Ohne Eile zur Wirtschafts- und Währungsunion - Rückblick auf den Dezember-Gipfel (I)

Von Michael Kaczmarek

15.12.2012 / euractiv.de, 14.12.2012

Der Druck der Finanzmärkte auf die Euro-Länder hat nachgelassen. Der Wille der EU-Chefs, eine "echte" Wirtschafts- und Währungsunion aufzubauen, ebenso. Der Europäische Rat hat die Festlegung eines Zeitplans für weitere Integrationsschritte auf Juni 2013 verschoben.

Die Staats- und Regierungschefs der EU feierten beim Europäischen Rat am 13. und 14. Dezember vor allem den Durchbruch bei der nun entstehenden Bankenunion. Die Finanzminister hatten sich wenige Stunden zuvor auf die Eckpfeiler eines einheitlichen Aufsichtsmechanismus (EZB-Bankenaufsicht, SSM) geeinigt. Die direkte Bankenhilfe aus dem Euro-Rettungsfonds ESM ist somit bereits ab 2013 möglich.

Neue Elemente der Bankenunion


Aufbauend auf dieser Einigung legten die EU-Chefs fest, dass die neuen Eigenmittelanforderungen an die Banken (CRR/CRD) zügig verabschiedet werden sollten. Das gleiche gilt für die Richtlinie für die Sanierung und Abwicklung von Kreditinstituten und Wertpapierfirmen und die überarbeitete Richtlinie über Einlagensicherungssysteme.

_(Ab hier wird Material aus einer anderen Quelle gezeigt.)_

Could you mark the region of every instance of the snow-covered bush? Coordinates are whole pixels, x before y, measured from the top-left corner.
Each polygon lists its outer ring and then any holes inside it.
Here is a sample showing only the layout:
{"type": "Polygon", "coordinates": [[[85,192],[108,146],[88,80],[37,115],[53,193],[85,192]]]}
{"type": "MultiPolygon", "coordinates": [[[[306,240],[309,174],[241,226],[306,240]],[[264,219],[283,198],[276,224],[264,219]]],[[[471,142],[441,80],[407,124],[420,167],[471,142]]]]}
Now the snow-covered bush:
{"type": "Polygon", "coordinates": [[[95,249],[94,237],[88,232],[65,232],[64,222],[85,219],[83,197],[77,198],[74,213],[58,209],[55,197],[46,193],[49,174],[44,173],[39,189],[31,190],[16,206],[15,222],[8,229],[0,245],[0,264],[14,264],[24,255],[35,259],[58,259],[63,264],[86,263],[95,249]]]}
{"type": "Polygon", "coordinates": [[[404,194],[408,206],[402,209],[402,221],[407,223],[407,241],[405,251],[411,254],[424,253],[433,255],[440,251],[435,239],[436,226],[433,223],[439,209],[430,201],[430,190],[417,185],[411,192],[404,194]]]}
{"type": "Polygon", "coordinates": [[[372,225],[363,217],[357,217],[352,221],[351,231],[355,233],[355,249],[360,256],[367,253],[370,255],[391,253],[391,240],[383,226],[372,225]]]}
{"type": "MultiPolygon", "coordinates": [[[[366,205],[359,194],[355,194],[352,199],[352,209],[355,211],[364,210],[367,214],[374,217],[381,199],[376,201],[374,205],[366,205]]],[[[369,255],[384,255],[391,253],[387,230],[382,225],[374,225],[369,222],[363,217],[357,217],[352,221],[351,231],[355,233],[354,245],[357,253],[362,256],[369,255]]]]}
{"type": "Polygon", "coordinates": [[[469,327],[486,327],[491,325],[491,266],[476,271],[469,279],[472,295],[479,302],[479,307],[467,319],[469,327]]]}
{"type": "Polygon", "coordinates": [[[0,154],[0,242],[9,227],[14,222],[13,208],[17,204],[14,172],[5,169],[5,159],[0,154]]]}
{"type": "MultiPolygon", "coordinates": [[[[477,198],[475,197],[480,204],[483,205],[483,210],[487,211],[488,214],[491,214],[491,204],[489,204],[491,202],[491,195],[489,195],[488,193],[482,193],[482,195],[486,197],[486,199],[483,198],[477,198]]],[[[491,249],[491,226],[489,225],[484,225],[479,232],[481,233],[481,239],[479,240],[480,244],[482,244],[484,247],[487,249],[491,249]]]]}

Der Rat soll sich bei beiden Texten bis spätestens Ende März auf eine Position festlegen und bis Ende Mai 2013 eine Einigung mit dem Parlament erzielen. Im Laufe des Jahres 2013 soll die Kommission zudem einen Vorschlag für einen einheitlichen Mechanismus zur Abwicklung von Banken vorlegen, die der neuen EZB-Bankenaufsicht unterstehen. Dieser Vorschlag soll noch vor Ende der Legislaturperiode 2014 verabschiedet werden.

Vesucht und vertagt


Bei den politisch und finanziell sensiblen Aspekten der derzeit entstehenden Euro-Union konnten sich die EU-Chefs nicht auf einen gemeinsamen "Fahrplan für eine echte Wirtschafts- und Währungsunion" (Van Rompuy-Plan) einigen. Bundeskanzlerin Angela Merkel, die im Wahlkampf zur Bundestagswahl 2013 steht, wollte vor allem die Einführung verbindlicher Reformverträge zwischen der EU-Kommission und den einzelnen Euro-Mitgliedsländern durchsetzen. Frankreich, unterstützt von Spanien und Italien, wollen diesen weitreichenden Eingriff in nationale Kompetenzen nur zulassen, wenn er zeitgleich durch ein "Element der Solidarität" kompensiert wird.

Neuer Versuch


Die Bundesregierung wiederum war noch nicht bereit, einem Zeitplan zur Einführung eines Euro-Sonderbudgets (Fiskalkapazität) oder gemeinsamer Staatsanleihen (Euro-Bonds) zuzustimmen. Entsprechend wurde Ratspräsident Herman Van Rompuy beauftragt, seinen Fahrplan nochmals zu überarbeiten. Der neue Fahrplan wird beim Europäischen Rat im Juni 2013 präsentiert. Van Rompuy soll in Absprache mit Kommissionspräsident José Manuel Barroso und den Mitgliedsstaaten nun Vorschläge zu folgenden Elementen vorlegen:

a) die Koordinierung nationaler Reformen auf EU-Ebene;
b) die soziale Dimension der Wirtschafts- und Währungsunion, einschließlich des sozialen Dialogs;
c) die Prüfung von Umsetzbarkeit und Modalitäten gemeinsam vereinbarter Verträge für Wettbewerbsfähigkeit und Wachstum;
d) ein Solidaritätsmechanismus, der die Bemühungen der Mitgliedsstaaten, die solche vertraglichen Vereinbarungen eingehen, fördern soll.

Reaktionen


Joseph Daul
, Vorsitzender der EVP-Fraktion: "Ich freue mich, dass der Europäische Rat zur EU-Bankenaufsicht eine Einigung gefunden, die Grundlagen für eine Bankenunion gelegt und die Kommission zur Vorlage eines Vorschlags zur Bankenabwicklung aufgefordert hat. Mit diesem Rahmen kann man gut arbeiten. Dieser schrittweise Ansatz funktioniert jedoch nur, wenn er von konkreten Maßnahmen unterfüttert wird. Besonders in Krisenzeiten können wir es uns nicht leisten, diesen Prozess durch das Hinauszögern von Entscheidungen zu verzögern."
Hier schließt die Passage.